Grooming Issues
As if we don’t all have enough to deal with right now, here come the beards. It’s not just that the grid view for certain Zoom meetings is starting to resemble a collection of Smith Bros. cough-drop tins. The evidence is right there in the mirror—especially, according to some disturbing online images, if that mirror belongs to Jim Carrey, Kevin Hart, or Harry Styles. When did I last shave? (And what day is it now, anyway?)
The beards really shouldn’t be a surprise. We currently have no intimate social obligations with the wider world, but we do have plenty of time on our hands (time that could be spent shaving, but never mind). And Hirsute & Disheveled is, undeniably, a persuasive hunter-gatherer look for 2020—what, after all, says more eloquently and thrillingly that you’ve just spent several hours trying (and failing) to get through to Fresh Direct?
When did I last shave? (And what day is it now, anyway?)
A beard in progress is also a project—and projects are welcome! Just a week in, even some wispy underbrush can give a real, if wildly misplaced, sense of accomplishment. And, when worn in conjunction with a distracted, far-off gaze, cheek foliage can suggest that you might be in the throes of a creative frenzy and understandably way too busy for things like maintenance. (It worked out nicely for the Band, holed up at Big Pink in 1967.) Grooming, in short, is for squares.
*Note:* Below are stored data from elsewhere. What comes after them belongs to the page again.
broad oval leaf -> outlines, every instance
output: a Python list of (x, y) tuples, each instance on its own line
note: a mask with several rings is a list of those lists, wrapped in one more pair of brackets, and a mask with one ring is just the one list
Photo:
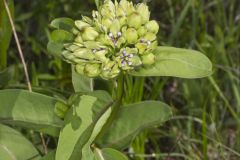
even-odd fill
[(0, 91), (0, 122), (58, 136), (63, 121), (54, 113), (55, 98), (26, 90)]
[(60, 56), (64, 48), (64, 43), (71, 41), (73, 39), (73, 34), (59, 29), (54, 30), (50, 38), (47, 44), (48, 51), (55, 56)]
[(51, 22), (50, 26), (55, 29), (71, 31), (72, 28), (74, 27), (74, 20), (65, 17), (56, 18)]
[(62, 50), (64, 48), (63, 43), (49, 41), (47, 44), (47, 50), (50, 54), (54, 56), (61, 56)]
[(134, 76), (171, 76), (202, 78), (212, 74), (212, 63), (202, 53), (174, 47), (157, 47), (155, 64), (142, 67), (130, 74)]
[(143, 101), (121, 107), (111, 126), (96, 140), (101, 148), (125, 149), (148, 127), (161, 125), (171, 116), (170, 107), (158, 101)]
[(128, 160), (121, 152), (112, 148), (95, 149), (96, 160)]
[(74, 98), (60, 134), (56, 160), (93, 158), (90, 146), (111, 113), (109, 97), (104, 91), (95, 91)]
[[(19, 147), (19, 145), (21, 147)], [(0, 124), (0, 159), (23, 160), (40, 159), (40, 155), (33, 144), (18, 131)]]
[(73, 34), (70, 32), (67, 32), (65, 30), (54, 30), (51, 33), (51, 41), (53, 42), (68, 42), (71, 41), (73, 39)]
But it’s hard not to feel a little wistful. Just as the scourge of facial hair seemed finally to be going into slight remission, you look around and it’s suddenly Ich bin ein hipster.
This, despite supposed recommendations from the Centers for Disease Control. Back at the end of February—at precisely the time Donald Trump was calling the coronavirus kerfuffle a “hoax” and predicting that new cases would be “down close to zero” within days—a C.D.C. chart resurfaced that illustrated the often unhappy nexus of facial hair and face masks. Some styles worked with the masks, said the C.D.C., but most did not. For instance: “Soul Patch,” “Zorro,” and “Zappa,” fine. “Mutton Chops,” “Dali,” and “Fu Manchu,” not fine. (The C.D.C. chart was from 2017 and not specific to the coronavirus.)
O.K., for the record, it’s true: some men look great in beards. And this sentence is just a placeholder that will be substituted with another as soon as any names occur.
The beards are spiking: another curve we yearn to flatten. Because surely there are more original ways to say I’ve given up.
Ticker Shock
News that the U.S. Securities and Exchange Commission has suspended the trading of Zoom Technologies shares won’t have an impact on your plans for the rest of the day. That Zoom isn’t the Zoom (Zoom Video Communications), and the temporary pause is the result of confusion over the companies’ ticker symbols—respectively, ZOOM (the not-Zoom) and ZM (Zoom).
Both Zoom-y stocks were climbing, and it’s not the first time an innocent bystander, as it were, has benefited from a case of mistaken identity.
According to Fortune, “when Twitter announced it would go public in 2013, the stock of Tweeter Home Entertainment, a retailer which was then in bankruptcy, soared as much as 2,200% over the following days before being halted.”
Think of it as collateral windfall.
Although friction over similar names has been known to blossom into lawsuits—Snap Interactive and Snap Inc. (Snapchat), competing Florida health clubs called Youfit and Fit U, etc.—stock-market ticker symbols have often been at the root of the chaos, as with Forward Industries (FORD) and Ford Motor Company (F), or, as mentioned above, Tweeter Home Entertainment Group (TWTRQ) and Twitter (TWTR). It’s enough to make you reach for the Ibutamoren—no, wait, the ibuprofen! Ibutamoren is a growth hormone.
Name confusion isn’t limited to the world of finance, naturally. Already we’ve had indie films titled Never Rarely Sometimes Always and Sometimes Always Never. Not long ago at least two railroad-related thrillers set in London with women protagonists were published, one called The Girl on the Train, the other Girl on a Train. And Stephen King’s 2013 crime novel Joyland temporarily boosted the sales—200 surprise copies in a week—of a 2006 coming-of-age novel with the same name by Emily Schultz.
It’s enough to make you reach for the Ibutamoren—no, wait, the ibuprofen!
The splendid British ska band the Beat was known in the United States as the English Beat, to avoid confusion with an L.A. power-pop band called the Beat (later Paul Collins’ Beat), and in Australia as the British Beat. In recent years, the two Beat front men toured separately as Dave Wakeling’s English Beat (in the U.S.) and—until his death last year—Ranking Roger’s Beat (in the U.K.). About that Ibutamoren …
For that matter, we’re even at risk of wandering into the wrong museum gallery, virtual or otherwise. Because there are Manet fans who wouldn’t dream of taking a selfie in front of a gauzy Monet, and they probably wouldn’t have in the 19th century, either.
By the way, Zoom Technologies—that is, not the Zoom we now structure our lives around—is headquartered in Beijing. Coincidence?